Step two – Process the job. Most of my image processing is done in Aperture but I’ll still use Photoshop for minor retouching and sharpening. I’m not a big retouching guy so I don’t spend a lot of time in Photoshop, it’s just not my thing.
Step three – Deliver the job. Seems pretty straightforward but it’s important to ask new clients how they want the job delivered. Since most of my jobs are commercial I deliver digital files, either via disk, ftp or lately, photoshelter. I’m liking photoshelter because my clients can share the password protected galleries with their colleagues if needed. Just remember to educate them on usage issues.
Step four – Bill the job. Without fail at least once a year I’ll get busy, start shooting, uploading and archiving and forget to send a client and invoice. Most times the client will send me the ‘hey, I didn’t get your invoice’ email, but sometimes I think, ‘hey, they never paid that bill, let me check on it’ and realize I never sent it. I send almost all of my invoices through email, a couple of clients still request paper bills. I also will accept credit card payments via paypal. Since I don’t do retail work it’s not really worth it for me to keep a merchant account for credit card processing.
Step five – register the copyright. I’ve written about the importance of registering your work with the copyright office before but it bears repeating. I keep a copyright folder in my jobs folder. I make a 1500 pixel sized copy of every image I’ve put out into the world, whether it’s final files, proof images published to a proof page or images on my blogs. Every two months that folder gets burned to 2 disks and sent to DC.
Step six – Scour for stock. Since most of my work is food based, I have a relationship with Stockfood to rep my stock work. I keep a folder for submissions in my jobs folder and anything I see that might make good stock I’ll place a copy in there. Every six weeks or so I’ll send it off.

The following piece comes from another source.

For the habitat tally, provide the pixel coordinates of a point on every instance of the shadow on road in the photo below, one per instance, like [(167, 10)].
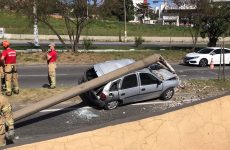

Step seven – Archive and delete. I subscribe to the 3-2-1 method of archiving. Three copies, two media types, one off site. I burn one copy of everything (raw, working layer files, finals, emails, etc.) to dvd and file those in three ring binders on my book shelf. I place a copy of that job folder on a 1TB hard drive that’s mounted on my desktop. I keep that drive active and running for quick access to archived jobs. Finally I place another copy of dvds in a binder and store those at my parents house. If ever my house should burn down, I’ve still got the disks offsite.
The MacOS allows for color coding of folders. Each of these steps has a color associated with it, so I know that all jobs high-lighted in yellow are at step three, orange are step four, etc.
These are procedures that I’ve developed over 14 or so years of losing stuff, spending too long looking for stuff, sounding like and idiot in front of the client, or spending hours recreating something that should have been backed up. It’s certainly not a perfect system and I’m open to suggestions to making it better. It’s also not going to work for everyone. One of the great things about being your own boss is you get to change procedures that don’t work for you.